Adaptive response initiated by electrophiles including quinone. After initial priming (adduction to thiol residue of Keap1), Nrf2 binds to antioxidant response element and stimulates the production of some cytoprotective proteins. Then, cells are ready to protect against reactive oxygen species.

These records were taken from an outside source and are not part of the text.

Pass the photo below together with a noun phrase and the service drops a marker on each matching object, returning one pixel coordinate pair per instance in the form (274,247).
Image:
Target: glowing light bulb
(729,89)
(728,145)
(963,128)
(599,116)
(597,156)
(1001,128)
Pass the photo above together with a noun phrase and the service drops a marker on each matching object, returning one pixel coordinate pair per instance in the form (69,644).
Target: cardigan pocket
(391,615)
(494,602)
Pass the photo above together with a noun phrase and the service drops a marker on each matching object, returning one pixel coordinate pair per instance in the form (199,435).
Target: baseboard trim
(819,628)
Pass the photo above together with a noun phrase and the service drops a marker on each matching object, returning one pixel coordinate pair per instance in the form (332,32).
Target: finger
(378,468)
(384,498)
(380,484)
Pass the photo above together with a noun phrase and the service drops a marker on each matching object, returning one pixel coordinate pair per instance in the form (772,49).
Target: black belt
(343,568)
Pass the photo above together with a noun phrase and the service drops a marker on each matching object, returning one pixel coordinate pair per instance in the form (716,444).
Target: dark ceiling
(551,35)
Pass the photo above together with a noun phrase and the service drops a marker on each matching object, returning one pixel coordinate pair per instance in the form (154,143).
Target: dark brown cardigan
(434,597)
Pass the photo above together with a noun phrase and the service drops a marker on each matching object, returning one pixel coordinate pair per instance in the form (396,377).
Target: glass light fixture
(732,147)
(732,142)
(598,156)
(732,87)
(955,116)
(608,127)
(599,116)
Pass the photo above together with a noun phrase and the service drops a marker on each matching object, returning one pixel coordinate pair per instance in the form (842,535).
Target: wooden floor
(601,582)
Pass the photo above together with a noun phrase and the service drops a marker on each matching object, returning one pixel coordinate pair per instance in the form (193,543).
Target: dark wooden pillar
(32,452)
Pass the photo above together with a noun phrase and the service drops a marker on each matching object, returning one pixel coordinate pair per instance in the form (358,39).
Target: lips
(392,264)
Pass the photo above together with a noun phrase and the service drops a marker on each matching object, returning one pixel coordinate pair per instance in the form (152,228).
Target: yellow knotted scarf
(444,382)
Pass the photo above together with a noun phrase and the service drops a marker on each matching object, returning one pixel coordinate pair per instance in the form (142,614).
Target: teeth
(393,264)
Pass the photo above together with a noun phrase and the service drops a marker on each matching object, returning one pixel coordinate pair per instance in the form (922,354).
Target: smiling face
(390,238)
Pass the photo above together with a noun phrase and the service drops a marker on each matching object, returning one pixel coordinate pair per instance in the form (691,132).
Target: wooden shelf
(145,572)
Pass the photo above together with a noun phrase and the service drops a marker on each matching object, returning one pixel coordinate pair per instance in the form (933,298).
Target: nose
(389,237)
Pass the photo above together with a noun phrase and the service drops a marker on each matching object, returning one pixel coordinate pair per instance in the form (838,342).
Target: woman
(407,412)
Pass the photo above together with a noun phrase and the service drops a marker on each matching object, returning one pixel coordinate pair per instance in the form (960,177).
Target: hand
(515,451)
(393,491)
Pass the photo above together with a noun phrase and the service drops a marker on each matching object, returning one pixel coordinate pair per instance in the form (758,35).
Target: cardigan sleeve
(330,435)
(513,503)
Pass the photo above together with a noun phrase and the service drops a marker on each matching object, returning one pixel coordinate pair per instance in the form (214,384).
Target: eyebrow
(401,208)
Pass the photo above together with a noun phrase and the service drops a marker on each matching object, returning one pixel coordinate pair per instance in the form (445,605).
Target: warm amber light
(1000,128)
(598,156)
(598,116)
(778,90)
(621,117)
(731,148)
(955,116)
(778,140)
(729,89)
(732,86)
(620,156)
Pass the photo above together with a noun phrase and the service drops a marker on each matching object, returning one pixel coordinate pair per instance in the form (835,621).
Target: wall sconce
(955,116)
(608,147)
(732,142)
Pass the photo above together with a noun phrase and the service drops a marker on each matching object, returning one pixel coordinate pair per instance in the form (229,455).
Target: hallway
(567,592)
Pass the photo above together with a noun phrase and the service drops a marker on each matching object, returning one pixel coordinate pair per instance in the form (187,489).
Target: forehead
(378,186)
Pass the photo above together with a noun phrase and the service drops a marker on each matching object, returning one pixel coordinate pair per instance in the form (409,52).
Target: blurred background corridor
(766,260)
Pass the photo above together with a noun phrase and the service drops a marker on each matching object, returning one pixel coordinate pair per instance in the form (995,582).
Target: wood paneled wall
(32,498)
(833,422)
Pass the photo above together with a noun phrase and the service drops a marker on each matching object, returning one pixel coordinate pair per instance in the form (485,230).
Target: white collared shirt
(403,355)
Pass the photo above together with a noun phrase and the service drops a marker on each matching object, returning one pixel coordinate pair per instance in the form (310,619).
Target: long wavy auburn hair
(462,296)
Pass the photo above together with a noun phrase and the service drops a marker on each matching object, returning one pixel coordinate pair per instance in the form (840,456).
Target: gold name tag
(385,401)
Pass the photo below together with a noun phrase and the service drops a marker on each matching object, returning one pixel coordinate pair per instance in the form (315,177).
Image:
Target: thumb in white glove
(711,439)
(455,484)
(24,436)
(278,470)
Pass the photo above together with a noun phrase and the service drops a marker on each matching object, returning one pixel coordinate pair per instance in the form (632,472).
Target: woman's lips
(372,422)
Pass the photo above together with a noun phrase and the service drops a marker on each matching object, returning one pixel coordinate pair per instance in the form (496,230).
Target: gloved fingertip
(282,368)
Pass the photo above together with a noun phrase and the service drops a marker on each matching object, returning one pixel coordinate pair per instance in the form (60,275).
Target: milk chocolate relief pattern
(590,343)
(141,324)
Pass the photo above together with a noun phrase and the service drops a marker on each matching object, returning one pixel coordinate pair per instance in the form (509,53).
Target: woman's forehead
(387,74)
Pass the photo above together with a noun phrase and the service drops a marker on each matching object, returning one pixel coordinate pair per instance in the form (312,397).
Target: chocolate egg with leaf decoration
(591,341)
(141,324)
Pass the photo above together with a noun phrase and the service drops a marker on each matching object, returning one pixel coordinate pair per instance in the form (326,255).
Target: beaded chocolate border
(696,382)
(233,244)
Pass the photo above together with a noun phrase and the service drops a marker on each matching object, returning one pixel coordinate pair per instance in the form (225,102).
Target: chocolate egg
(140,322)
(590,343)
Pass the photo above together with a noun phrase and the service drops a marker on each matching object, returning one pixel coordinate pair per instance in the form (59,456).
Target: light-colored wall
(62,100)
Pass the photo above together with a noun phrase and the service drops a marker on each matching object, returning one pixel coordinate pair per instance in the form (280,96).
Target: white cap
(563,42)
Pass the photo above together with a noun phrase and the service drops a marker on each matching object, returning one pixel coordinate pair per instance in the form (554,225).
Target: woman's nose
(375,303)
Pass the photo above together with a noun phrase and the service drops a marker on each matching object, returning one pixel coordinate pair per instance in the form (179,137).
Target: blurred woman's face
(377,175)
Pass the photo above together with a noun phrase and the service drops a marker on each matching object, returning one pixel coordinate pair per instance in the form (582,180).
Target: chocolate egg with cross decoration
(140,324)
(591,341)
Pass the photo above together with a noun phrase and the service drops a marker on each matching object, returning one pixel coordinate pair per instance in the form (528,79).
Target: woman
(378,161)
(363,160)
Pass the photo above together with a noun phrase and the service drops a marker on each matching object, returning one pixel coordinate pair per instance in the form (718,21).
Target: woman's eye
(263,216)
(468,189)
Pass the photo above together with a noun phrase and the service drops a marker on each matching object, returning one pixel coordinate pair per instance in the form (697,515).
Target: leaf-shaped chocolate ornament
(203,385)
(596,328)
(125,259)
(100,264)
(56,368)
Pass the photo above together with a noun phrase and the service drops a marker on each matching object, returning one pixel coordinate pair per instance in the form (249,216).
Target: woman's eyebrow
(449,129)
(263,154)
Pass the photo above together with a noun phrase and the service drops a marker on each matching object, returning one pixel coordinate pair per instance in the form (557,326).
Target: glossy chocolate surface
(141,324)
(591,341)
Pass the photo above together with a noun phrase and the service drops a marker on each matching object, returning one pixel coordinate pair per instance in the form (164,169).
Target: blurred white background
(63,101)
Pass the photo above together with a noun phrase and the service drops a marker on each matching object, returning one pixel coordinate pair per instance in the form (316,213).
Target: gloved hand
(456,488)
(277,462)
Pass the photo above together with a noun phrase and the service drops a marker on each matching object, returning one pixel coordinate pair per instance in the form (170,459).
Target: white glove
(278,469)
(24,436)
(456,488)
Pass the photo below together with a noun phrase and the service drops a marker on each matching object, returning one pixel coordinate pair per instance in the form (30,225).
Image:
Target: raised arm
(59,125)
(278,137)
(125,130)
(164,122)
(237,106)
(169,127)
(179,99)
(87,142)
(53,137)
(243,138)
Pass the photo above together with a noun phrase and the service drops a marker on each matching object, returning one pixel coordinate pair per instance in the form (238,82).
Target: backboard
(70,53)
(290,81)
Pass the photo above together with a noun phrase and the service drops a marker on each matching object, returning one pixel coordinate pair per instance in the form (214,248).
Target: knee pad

Similarly, some electrophiles including estrogen quinones, 2-OHE2, 4-OHE1, and 4-OHE2 quinones could covalently adduct with specific Keap1 thiols and upregulate Nrf2-dependent gene expression via antioxidant response element.^(1,73) Therefore, a quinone may adduct with the thiol residue of Keap1, leading to adaptive expression of the defense system via some cytoprotective proteins (HO-1, NQO1). This provides a status of resistance to subsequent oxidative stress. These stressor molecules (quinones), which cause mild stress, could be considered as a “primer” of cellular response. In this way, the cellular responses might be triggered by covalent binding of the quinone with cellular proteins, at least in part. Quinones could have both beneficial and adverse effects on cells, depending on the amount and site of formation.

Conclusion

In this review, we have focused on the biological actions of quinones derived from endogenous and exogenous sources. Generally, both food-derived and endogenous reactive chemicals may share pathways through which they exert their biological functions, which are triggered by a reaction of the chemicals with sensory thiols in cells/tissues.⁽⁷⁴⁾ Although the high reactivity of quinones toward biomolecules sometimes has harmful effects, they mostly have beneficial functions in living systems if the dose is in the moderate range.

Conflict of Interest

No potential conflicts of interest were disclosed.